We expect domestic natural gas production to increase to ~110 MMSCMD by FY22 and to ~143 MMSCMD by FY27 from the current level of ~90 MMSCMD. Apart from marketing and pricing freedom for gas discoveries, the government has also announced various reforms like the revenue-sharing model, a uniform licensing framework and an open acreage policy under the new hydrocarbon exploration licensing policy (HELP) and; reduction in royalty rates for the deepwater and ultra-deepwater areas, which could aid in incremental domestic gas production over the long term.
Despite the significantly high potential across several sectors, the realisable demand for natural gas will be a function of several factors: gas supplies in the market, price competitiveness of gas as compared with alternative fuel, timely commissioning of the proposed transmission pipeline infrastructure and regulatory initiatives in the power sector like implementation of time-of-day tariff.
Overall, unconstrained gas demand is expected to rise to ~260 MMSCMD by FY22 and to ~285 MMSCMD by FY27 from the current demand potential of ~230 MMSCMD. Actual consumption has been much lower at around 140-145 MMSCMD over the last 4 years due to steep fall in domestic gas supplies and destruction of demand from some of price sensitive segments like power.
As for the total natural gas supply potential, it is expected to increase significantly over 5-6 years with higher domestic gas production and commissioning of firm re-gasification capacities during FY18-22. With the increase in supplies, the difference between the projected demand and supply potential is expected to narrow FY20 onwards.
Further, the demand for R-LNG may be affected because of significant competition from some of the cheaper liquid fuels and as a result the actual consumption of R-LNG could be lower, leading to significant competitive pressures in the re-gasification sector over the medium term.
Upcoming LNG capacities may operate at relatively lower utilisation (~50 per cent or even lower) than the current utilisation of re-gasification capacities (above 85-90 per cent on an aggregate basis) in the country.
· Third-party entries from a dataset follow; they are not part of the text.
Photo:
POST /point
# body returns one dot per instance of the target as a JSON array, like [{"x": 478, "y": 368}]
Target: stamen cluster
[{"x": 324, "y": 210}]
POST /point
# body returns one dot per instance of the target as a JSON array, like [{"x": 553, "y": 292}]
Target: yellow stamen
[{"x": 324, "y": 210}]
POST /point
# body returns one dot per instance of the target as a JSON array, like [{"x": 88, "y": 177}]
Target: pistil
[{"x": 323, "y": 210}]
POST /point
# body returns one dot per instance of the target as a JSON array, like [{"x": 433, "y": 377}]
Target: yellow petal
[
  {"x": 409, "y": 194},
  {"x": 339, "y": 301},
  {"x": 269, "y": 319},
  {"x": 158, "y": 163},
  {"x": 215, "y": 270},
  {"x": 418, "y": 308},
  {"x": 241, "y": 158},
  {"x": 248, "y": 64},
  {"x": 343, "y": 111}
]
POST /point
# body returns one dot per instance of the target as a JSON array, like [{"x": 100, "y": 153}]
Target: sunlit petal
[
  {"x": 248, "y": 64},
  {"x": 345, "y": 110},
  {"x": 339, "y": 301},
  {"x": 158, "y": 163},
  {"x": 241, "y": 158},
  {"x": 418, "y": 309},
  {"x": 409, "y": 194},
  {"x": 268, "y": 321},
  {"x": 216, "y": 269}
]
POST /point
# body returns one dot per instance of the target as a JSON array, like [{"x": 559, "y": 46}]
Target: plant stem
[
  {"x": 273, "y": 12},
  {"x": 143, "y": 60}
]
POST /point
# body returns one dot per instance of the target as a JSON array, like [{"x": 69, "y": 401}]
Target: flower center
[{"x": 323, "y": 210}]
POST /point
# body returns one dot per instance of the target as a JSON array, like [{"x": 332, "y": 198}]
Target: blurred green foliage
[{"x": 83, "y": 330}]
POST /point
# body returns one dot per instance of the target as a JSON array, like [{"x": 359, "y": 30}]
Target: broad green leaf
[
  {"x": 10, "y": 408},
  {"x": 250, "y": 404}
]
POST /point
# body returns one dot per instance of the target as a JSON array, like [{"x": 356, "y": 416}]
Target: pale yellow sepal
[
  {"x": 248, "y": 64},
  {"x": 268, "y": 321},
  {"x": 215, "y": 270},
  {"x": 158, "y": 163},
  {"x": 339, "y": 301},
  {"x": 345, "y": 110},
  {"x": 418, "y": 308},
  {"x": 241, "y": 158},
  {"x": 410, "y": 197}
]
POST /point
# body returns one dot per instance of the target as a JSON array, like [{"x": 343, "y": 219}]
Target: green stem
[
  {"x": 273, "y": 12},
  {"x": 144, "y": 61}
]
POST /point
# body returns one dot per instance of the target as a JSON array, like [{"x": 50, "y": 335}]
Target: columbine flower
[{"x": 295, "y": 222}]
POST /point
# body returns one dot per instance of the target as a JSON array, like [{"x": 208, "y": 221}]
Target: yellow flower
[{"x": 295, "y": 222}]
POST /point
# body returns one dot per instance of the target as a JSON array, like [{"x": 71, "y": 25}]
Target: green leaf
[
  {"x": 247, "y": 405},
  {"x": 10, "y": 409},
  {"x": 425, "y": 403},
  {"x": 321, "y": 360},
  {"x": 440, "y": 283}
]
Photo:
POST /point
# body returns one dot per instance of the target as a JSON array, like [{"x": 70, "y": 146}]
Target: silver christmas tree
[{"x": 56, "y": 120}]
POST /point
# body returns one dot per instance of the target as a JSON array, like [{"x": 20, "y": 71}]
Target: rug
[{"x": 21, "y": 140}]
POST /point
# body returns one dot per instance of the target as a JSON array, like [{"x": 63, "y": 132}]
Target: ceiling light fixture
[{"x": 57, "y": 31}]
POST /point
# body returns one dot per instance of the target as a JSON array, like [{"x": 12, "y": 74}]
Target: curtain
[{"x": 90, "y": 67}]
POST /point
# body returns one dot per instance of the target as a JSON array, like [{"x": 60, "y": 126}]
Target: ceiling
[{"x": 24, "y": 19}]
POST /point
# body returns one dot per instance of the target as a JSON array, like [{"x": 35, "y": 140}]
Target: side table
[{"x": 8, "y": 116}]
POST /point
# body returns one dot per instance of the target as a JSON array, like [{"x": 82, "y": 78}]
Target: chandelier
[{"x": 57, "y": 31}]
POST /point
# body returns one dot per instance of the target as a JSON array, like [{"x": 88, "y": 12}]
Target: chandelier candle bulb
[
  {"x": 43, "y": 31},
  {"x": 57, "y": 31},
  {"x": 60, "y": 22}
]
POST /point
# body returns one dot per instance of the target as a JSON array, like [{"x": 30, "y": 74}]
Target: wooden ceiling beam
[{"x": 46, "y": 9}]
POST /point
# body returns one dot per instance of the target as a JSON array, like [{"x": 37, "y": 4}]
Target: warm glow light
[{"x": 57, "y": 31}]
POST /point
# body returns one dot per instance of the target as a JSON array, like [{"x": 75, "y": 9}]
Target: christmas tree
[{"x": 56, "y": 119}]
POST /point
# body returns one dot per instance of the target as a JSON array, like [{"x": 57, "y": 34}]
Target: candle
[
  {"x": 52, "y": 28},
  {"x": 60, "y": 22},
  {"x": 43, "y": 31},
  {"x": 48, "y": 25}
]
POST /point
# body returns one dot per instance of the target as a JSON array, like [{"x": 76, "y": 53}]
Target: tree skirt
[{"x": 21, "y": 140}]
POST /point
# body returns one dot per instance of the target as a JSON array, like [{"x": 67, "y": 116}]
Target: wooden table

If many re-gasification terminals, as planned, come on stream over 4-5 years, the new entrants would face significant pressure on volumes and margins as they will have to compete with the existing terminals and brownfield expansion, which are more cost efficient because of lower capital intensity.
Sub-optimal capacity utilisation and lower re-gasification margins could also put significant pressure on the returns and credit profiles of new entrants, especially in the initial years of operations. Sponsors with significant captive demand for R-LNG such as for refineries and CGD ventures will, however, be able to partly buck the trend. Expansion of the LNG market to non-traditional applications such as fuel for buses/HCVs, inland waterway vessels and coastal movements will be key to alleviate pressure on utilisation.